George Mead draws his life learning from each cardinal point on the compass rose: he grew up in the South, and studied in the East, North, and West —at places like The Museum School Of Fine Arts in Boston and at The California College Of Arts And Crafts in Oakland, under mentorships with notables like Robert Bechtle and Richard McLean — a process that made him a photorealist as much as a visual serialist—his way of recognizing the many faces of American reality, and the many contributors and aspects to its society and spirit.
George Mead creates hyper-reality. He spent years in the entertainment industry, painting large-scale backdrops and other heroic representations of communal dreams, using the same techniques he employed later to augment and honor low-income communities and buildings on the West Coast and elsewhere with massive murals of everything from plants to musicians to humpback whales.

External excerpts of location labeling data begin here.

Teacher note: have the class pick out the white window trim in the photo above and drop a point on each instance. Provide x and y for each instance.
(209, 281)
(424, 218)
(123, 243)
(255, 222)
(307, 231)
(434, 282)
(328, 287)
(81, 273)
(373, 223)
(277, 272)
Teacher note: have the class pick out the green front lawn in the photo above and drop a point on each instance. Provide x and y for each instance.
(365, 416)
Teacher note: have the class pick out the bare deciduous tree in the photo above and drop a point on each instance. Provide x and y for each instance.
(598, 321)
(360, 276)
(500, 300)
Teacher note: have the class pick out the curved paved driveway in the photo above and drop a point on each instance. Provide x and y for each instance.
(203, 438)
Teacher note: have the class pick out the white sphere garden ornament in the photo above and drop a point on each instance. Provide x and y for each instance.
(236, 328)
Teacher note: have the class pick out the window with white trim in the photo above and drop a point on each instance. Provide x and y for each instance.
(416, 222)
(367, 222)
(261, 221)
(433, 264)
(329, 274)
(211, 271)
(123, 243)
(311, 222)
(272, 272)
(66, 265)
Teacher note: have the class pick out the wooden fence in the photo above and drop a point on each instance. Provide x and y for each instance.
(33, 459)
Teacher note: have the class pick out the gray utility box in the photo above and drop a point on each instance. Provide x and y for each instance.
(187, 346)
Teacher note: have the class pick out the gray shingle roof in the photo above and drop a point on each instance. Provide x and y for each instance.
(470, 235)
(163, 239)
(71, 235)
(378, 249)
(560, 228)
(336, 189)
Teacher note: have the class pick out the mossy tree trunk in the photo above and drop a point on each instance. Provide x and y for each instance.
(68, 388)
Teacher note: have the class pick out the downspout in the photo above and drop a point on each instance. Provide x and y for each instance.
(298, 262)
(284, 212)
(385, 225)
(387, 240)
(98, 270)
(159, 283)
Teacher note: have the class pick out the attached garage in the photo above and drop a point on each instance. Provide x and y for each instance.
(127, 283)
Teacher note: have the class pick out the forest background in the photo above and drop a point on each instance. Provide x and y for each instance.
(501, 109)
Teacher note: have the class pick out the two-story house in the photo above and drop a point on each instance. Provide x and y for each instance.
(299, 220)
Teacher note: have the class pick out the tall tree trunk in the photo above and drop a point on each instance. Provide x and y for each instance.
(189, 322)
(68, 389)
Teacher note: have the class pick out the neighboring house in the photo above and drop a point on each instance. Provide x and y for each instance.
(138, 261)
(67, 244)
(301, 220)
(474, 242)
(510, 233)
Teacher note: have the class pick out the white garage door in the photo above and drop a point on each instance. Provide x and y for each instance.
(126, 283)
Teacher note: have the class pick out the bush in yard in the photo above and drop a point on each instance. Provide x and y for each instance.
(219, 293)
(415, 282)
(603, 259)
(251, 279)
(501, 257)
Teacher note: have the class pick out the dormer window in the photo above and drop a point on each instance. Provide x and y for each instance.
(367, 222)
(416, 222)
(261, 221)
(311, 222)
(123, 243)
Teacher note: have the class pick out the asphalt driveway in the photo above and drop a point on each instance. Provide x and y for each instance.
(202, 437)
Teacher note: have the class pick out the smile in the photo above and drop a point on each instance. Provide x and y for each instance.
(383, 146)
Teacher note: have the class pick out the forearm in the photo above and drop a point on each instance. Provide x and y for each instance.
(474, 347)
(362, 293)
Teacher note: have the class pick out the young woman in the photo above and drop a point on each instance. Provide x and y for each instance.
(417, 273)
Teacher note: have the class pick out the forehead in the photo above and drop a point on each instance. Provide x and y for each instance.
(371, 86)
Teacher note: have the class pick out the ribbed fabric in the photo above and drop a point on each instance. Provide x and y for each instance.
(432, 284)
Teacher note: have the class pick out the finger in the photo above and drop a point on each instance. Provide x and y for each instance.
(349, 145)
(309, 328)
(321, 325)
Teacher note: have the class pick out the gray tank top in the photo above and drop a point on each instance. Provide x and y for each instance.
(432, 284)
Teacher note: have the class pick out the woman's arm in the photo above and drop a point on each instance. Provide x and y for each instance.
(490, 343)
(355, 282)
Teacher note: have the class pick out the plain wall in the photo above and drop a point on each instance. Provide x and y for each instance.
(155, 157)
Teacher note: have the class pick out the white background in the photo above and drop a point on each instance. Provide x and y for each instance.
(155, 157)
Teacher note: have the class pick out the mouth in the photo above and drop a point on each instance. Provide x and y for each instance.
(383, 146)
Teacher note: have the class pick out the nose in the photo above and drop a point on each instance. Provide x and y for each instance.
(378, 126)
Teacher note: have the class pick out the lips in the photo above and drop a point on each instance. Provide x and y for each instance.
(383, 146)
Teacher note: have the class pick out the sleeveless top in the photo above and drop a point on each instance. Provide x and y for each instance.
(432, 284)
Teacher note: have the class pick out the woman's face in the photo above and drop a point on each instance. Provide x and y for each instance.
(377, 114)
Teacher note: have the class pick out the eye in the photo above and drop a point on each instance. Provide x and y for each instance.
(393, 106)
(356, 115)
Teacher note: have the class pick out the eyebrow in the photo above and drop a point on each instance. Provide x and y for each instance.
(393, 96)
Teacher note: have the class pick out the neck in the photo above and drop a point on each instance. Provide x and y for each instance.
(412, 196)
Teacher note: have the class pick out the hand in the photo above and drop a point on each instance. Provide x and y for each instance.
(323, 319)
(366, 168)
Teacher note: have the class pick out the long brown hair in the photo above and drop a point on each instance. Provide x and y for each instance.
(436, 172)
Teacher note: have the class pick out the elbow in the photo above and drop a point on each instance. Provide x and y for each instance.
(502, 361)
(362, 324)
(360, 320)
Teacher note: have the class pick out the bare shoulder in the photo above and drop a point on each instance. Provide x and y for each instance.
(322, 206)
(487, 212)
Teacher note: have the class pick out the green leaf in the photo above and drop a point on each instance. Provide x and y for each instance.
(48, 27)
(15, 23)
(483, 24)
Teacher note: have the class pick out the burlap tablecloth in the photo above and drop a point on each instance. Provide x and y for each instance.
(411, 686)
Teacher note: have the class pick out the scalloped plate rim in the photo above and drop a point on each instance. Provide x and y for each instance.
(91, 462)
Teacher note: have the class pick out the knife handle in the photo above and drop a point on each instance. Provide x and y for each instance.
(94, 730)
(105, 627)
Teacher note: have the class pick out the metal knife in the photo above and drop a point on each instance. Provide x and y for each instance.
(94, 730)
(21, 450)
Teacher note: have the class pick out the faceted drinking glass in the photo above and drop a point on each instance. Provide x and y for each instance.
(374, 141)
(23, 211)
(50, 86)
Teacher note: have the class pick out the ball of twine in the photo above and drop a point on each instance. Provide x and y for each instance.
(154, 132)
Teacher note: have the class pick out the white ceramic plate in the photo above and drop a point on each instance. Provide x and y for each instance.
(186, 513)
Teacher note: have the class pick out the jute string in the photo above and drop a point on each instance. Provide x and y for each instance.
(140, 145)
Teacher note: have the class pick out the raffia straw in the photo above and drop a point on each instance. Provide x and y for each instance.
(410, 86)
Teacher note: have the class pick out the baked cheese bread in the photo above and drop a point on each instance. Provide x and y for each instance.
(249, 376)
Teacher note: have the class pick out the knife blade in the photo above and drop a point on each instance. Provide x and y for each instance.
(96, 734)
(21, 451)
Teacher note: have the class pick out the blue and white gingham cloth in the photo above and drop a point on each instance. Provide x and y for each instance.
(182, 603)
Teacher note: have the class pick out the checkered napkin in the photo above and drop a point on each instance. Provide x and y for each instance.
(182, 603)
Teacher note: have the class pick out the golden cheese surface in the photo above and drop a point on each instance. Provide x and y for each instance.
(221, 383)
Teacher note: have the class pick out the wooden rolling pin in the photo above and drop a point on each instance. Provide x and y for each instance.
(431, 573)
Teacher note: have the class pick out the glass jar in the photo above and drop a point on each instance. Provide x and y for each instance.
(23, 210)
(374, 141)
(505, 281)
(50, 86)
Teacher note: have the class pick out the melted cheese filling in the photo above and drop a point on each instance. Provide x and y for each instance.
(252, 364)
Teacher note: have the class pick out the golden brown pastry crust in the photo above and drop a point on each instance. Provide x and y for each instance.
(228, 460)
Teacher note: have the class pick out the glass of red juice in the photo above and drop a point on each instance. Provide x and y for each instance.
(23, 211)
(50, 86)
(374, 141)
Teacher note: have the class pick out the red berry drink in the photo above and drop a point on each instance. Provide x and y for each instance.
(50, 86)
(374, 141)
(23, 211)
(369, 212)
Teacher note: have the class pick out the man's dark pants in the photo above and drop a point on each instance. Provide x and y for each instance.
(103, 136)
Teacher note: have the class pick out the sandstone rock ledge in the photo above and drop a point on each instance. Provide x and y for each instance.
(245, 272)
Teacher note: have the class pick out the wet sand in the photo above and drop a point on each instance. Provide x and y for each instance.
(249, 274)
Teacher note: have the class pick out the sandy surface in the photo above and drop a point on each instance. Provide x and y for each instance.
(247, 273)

With the Art Of The LP Series, George is back to one of his original passions: contemporary music, the visual expression that completes it, and the history that surrounds it. Whereas modern genres like hiphop and electronica generate an increasingly polyglot and universal soundtrack to these times we live in and our accelerated existence, rock, jazz, and country music more than ever denote origin and identity, and a sense of history and place. In the cycle of renewal and rediscovery, and yes, recirculation, the album cover becomes a touchstone for moments, memories, and lives lived. It is the keepsake of our collective youth, a thin slice of energy that, in the right hands, will topple empires.